In a secondary analysis, we evaluated the relationship between increasing values of BMI and mortality. There was no linear association between BMI and mortality (P = 0.14). There was also no significant difference in mortality rates across World Health Organization categories (P = 0.18) (see Fig. 1), although severely obese patients had a borderline significantly higher odds of mortality after adjustment for sepsis severity compared to the normal group (OR 1.53, 95 % CI 0.96–2.36, P = 0.05).

Fig. 1.

Fig. 1

Mortality in World Health Organization Body Mass Index Categories. WHO World Health Organization, BMI Body Mass Index. aOdds ratio presented with 95 % CI

Different mortality time-points

We repeated the primary analysis for mortality at 3 and 7 days after presumed sepsis onset, adjusting for sepsis severity. Obese patients had non-significantly higher odds of mortality at 3 days (OR 1.36, 95 % CI 0.98–1.89, P = 0.06) and at 7 days (OR 1.22, 95 % CI 0.91–1.62, P = 0.19).

Obesity and secondary clinical outcomes

The median LOS after presumed sepsis was comparable between obese patients (9.53 days, IQR 4.01–19.7) and non-obese patients (9.52 days, IQR 3.96–19.9, P = 0.45). There was also no difference in the maximum percent change in serum creatinine in the first 72 h after presumed sepsis between obese and non-obese patients (+11.1 %, IQR −3.44, +36.3 versus +9.74 %, IQR −4.17, +31, P = 0.32, respectively).

The majority of patients (81.7 %) did not have a vancomycin level in the 72 h after presumed sepsis. Septic patients with versus without a vancomycin level did not differ in terms of ICU location, administration of a vasopressor and unadjusted mortality. Obese patients had non-significantly higher odds of having an adequate vancomycin level (OR 1.59, 95 % CI 0.85–2.99, P = 0.15) as well as a toxic vancomycin level (OR 1.11, 95 % CI 0.63–1.96, P = 0.71) compared to non-obese patients.

Comment

The findings of our study suggest that there is no association between obesity and increased mortality in adult patients with presumed sepsis. Prior data on obesity and mortality have been limited. Kalfarentzos et al. [15] show that obesity is not a risk factor for mortality in 42 patients with intra-abdominal sepsis (P = 0.89). Nevertheless, their study did not use multivariable analysis to adjust for potential confounding and defined obesity from ideal body weight, rather than BMI, which may misclassify obesity in relation to actual adiposity. A 2010 study using 301 patients from an Austrian referral hospital finds, in a secondary analysis, that obese patients have a significantly lower odds of ICU mortality after adjustment for baseline characteristics and disease severity (OR 0.28, 95 % CI 0.08–0.93, P = 0.04) compared to patients with a normal BMI [16]. Nonetheless, only four obese patients died while in the ICU. In logistic regression, small numbers in strata can result in significant bias away from the null [27]. Finally, Arabi et al. [17] published a more recent study of 2,882 patients admitted to the ICU for septic shock. In an unadjusted analysis, obese patients have a lower hospital mortality (51.3 %) compared to patients with a normal BMI (54.4 %, P = 0.003). After adjustment for baseline characteristics, the association became non-significant. Of note, only 33.2 % of their septic shock cohort had available BMI data.

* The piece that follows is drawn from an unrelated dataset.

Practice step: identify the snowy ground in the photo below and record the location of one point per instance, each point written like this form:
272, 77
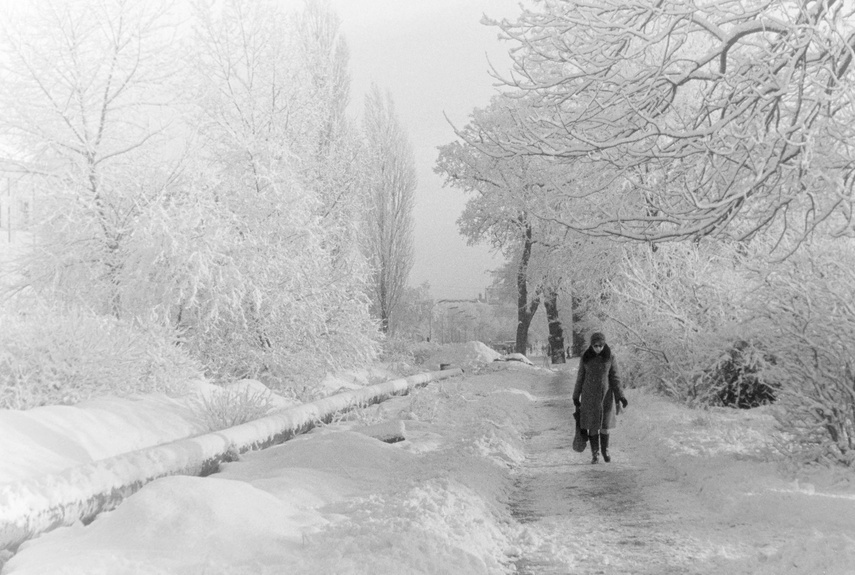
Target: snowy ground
485, 482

Compared to the previous studies, our study includes patients with a range of sepsis severities. We also reported a validation of our cases of sepsis, according to definitions developed in 1992. These definitions have been used in several prior studies on sepsis [3133]. In 2001, the definition of sepsis was revisited. However, the current evidence did not support a change to the 1992 definition of sepsis for use in research [34]. Even so, the mortality of our cohort was similar to a cohort of severe sepsis and septic shock patients previously reported on from our institute that used the 2001 International Sepsis Definitions criteria [35]. We did not use diagnostic codes to define cases of sepsis because significant heterogeneity has been described between different database abstraction methods based on codes [36]. Nonetheless, the positive predictive value of our approach, from unpublished pilot data, was comparableto previously validated algorithms that used diagnostic codes for defining sepsis in retrospective databases [37]. Our method also defines a temporal relationship between sepsis and clinical outcomes, which is difficult with codes that are defined after discharge or death, and eliminates the risk of controlling for variables that occur after the onset of sepsis and are in the causal pathway between obesity and mortality.

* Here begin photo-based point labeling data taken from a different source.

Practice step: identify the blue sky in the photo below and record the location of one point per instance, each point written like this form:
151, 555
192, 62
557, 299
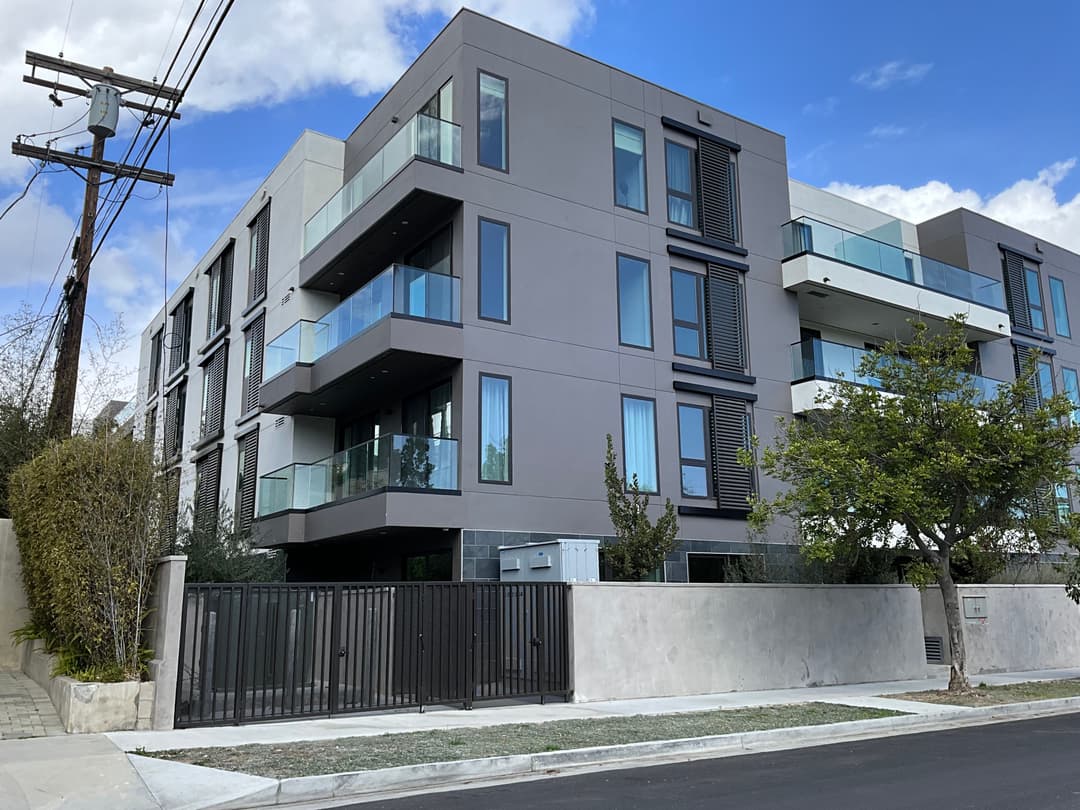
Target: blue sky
914, 107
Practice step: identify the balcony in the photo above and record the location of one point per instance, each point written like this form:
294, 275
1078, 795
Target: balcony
817, 363
419, 192
391, 481
405, 320
864, 285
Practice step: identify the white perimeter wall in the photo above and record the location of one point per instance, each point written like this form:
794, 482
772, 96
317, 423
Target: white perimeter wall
643, 639
1025, 628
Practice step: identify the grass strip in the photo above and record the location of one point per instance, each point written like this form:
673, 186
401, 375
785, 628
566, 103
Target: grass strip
416, 747
996, 696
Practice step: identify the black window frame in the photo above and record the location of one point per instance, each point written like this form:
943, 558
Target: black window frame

In a secondary analysis, there was a trend toward increased odds of mortality in the severely obese group compared to the normal group. However, our study was not powered to detect differences in subgroups and further evaluation of excess mortality for higher categories of BMI may be warranted. In another secondary analysis, we found a decrease in the adjusted OR between obesity and mortality at longer time-points from presumed sepsis onset, with the largest association at 3 days. There may be several biological mechanisms that contribute to the association between obesity and mortality over the course of sepsis. First, adipose tissue can produce pro-inflammatory cytokines in response to inflammation, potentially contributing to increased early mortality [5]. Second, leptin, a hormone that regulates adipose tissue mass, is known to be elevated both in sepsis and in obesity [38, 39]. Leptin enhances the phagocytic activity of macrophages and higher levels have been associated with survival in septic patients [4042]. Late survival in obese patients may also be related to improved nutritional reserves compared to leaner patients.

Lastly, we did not find that obese patients were more likely to have an initial inadequate vancomycin level compared to non-obese patients as originally hypothesized, in part because they received higher doses of vancomycin (1 mg/kg up to 70 kg and 1.5 mg/kg above 75 kg) and had comparable increases in serum creatinine over the first 72 h after presumed sepsis onset. A more detailed pharmacokinetic analysis was limited by the number of patients without vancomycin levels. Antibiotic pharmacokinetics during sepsis is complex and mediated by several factors that fluctuate over the course of infection, including kidney function and volume of distribution. Future studies should focus on determining how obesity interacts with other clinical variables to influence plasma antibiotic concentrations.

In assessing levels across the cohort, we found that 24.6 % of all initial vancomycin levels were inadequate and 27.7 % were toxic. Inadequate levels may increase the risk of treatment failure and the emergence of antimicrobial resistance and toxic levels may exacerbate renal dysfunction in an already susceptible population. The role of therapeutic drug monitoring of antibiotics in sepsis needs to be better defined. More levels should be drawn in septic patients to monitor toxicity and gauge adequacy. This should be coupled with research that identifies appropriate dosing schedules to hopefully improve the excessive morbidity and mortality from sepsis.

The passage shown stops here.